Start by drawing the product of addition to the aromatic ring at each of the positions where there is a fluorine. Which anion will be more stable?
what will be the product in the following case?
2-bromo-4,6-dinitrophenol + methoxide ion –>?
You will put a CH3O in place of Br
can you explain quiz id 0543 for me ,please ?
only halogens act as leaving group or any other group can also act as LG ?
The best leaving group is F, but other groups can be leaving groups as well like Cl, Br, and OTs.
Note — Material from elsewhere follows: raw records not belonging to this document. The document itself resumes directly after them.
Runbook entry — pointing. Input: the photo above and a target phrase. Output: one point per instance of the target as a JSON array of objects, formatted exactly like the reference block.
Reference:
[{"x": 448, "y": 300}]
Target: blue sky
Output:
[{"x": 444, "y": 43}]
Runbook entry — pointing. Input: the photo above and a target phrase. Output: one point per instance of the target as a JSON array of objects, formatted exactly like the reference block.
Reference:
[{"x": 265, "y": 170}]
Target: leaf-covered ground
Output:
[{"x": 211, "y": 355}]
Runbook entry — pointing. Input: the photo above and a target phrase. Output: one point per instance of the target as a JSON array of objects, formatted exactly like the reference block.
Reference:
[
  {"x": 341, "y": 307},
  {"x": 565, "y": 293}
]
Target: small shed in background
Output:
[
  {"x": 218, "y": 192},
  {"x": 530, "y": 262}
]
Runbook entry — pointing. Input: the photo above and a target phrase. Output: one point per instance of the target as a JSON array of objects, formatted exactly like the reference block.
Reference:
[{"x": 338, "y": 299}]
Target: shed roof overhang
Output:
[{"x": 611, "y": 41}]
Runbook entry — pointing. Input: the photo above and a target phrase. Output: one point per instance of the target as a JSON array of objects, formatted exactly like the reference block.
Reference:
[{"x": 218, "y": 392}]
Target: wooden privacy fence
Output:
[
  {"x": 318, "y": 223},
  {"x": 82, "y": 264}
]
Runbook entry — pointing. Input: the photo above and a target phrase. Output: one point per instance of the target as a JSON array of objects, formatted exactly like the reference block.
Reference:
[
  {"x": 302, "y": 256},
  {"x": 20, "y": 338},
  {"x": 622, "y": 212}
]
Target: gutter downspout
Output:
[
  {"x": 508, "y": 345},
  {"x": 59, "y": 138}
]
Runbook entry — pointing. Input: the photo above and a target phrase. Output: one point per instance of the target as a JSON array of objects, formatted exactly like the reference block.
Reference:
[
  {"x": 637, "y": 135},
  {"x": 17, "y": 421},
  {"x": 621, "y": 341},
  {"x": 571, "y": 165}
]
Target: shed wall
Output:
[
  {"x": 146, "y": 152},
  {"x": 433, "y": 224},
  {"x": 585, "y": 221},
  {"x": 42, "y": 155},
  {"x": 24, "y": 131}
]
European Journal of Medicinal Chemistry, 2020, vol. 192
General procedure: To the solution of aromatic amine (0.7mmol) and the corresponding chlorinated 1,6-naphthyridine (0.7mmol) in isopropanol (10mL), HCl (20mmol%) was added drop-wise, and then heated to 90°C under nitrogen for 2h. The mixture was filtered, and the solid was dissolved in ethyl acetate. The solution was stired with K2CO3 (1mmol) at r.t. for 1h and filtered. The filtrate was concentrated in vacuum and purified by flash chromatography (CH2Cl2/MeOH=20:1) to yield the corresponding targets.
I want to ask: for some Heteroaromatic chloride, why can some acids (such as HCl, several drops) can promote SNAr reaction at high temperature. Thanks
What’s the specific reaction? What’s performing the substitution?
Can I ask for 3,4-dibromonitrobenzene reacting with excess pyrrolidine, only the Br para to NO2 will be substituted right?
Think about the negative charge that is formed through addition of pyrrolidine to the ring, and the resulting resonance forms. Attack at one position will be greatly favored over another. You have likely thought this through, judging from your answer, so I need not comment further.
So, you mean the negative charge will be more stable when it attacks at F than that at NO2? ?
Why the nucleophile does not attack on carbon at which NO2 is connected?
As a good nucleophile is not necessary and there will be more partial positive charge on NO2 ‘s carbon than that of F which attracts the nucleophile better?
If it attacks at that carbon then where does the negative charge go? :-?
Thankyou was very helpful
Great, thanks Pracheta.
You probably already read this, and I think it’s inappropriate to ever teach in Sophomore organic, because it contains too many exceptions on top of exceptions, but….
Recent research suggests many substrates react via a concerted mechanism. The computational evidence had suggested it for a while, and experimental research recently caught up. A better leaving group like bromine, and a weaker electron withdrawing group, tends to favor a concerted mechanism. The “original” reaction with a fluoride leaving group, and multiple nitro groups, is still step-wise.
I would like to read the original paper, but there’s a nice synopsis here:
https://chemistrycommunity.nature.com/users/108263-eugene-kwan/posts/36587-one-step-at-time-most-nucleophilic-aromatic-substitutions-are-concerted
It’s the same debate we can have over the mechanism of an alkyne hydrohalogenation–is it stepwise or concerted termolecular? I believe it is important to note to the students that there are some variations of the mechanism that go beyond the scope of the course, here we’ll only look at one “classic” mechanism. Otherwise students can get very confused and frustrated when they come across a different version or a deeper more involved discussion of the mechanism and feel like all they were taught is “incorrect” or start questioning what exactly they were taught and how much of it is “incorrect.”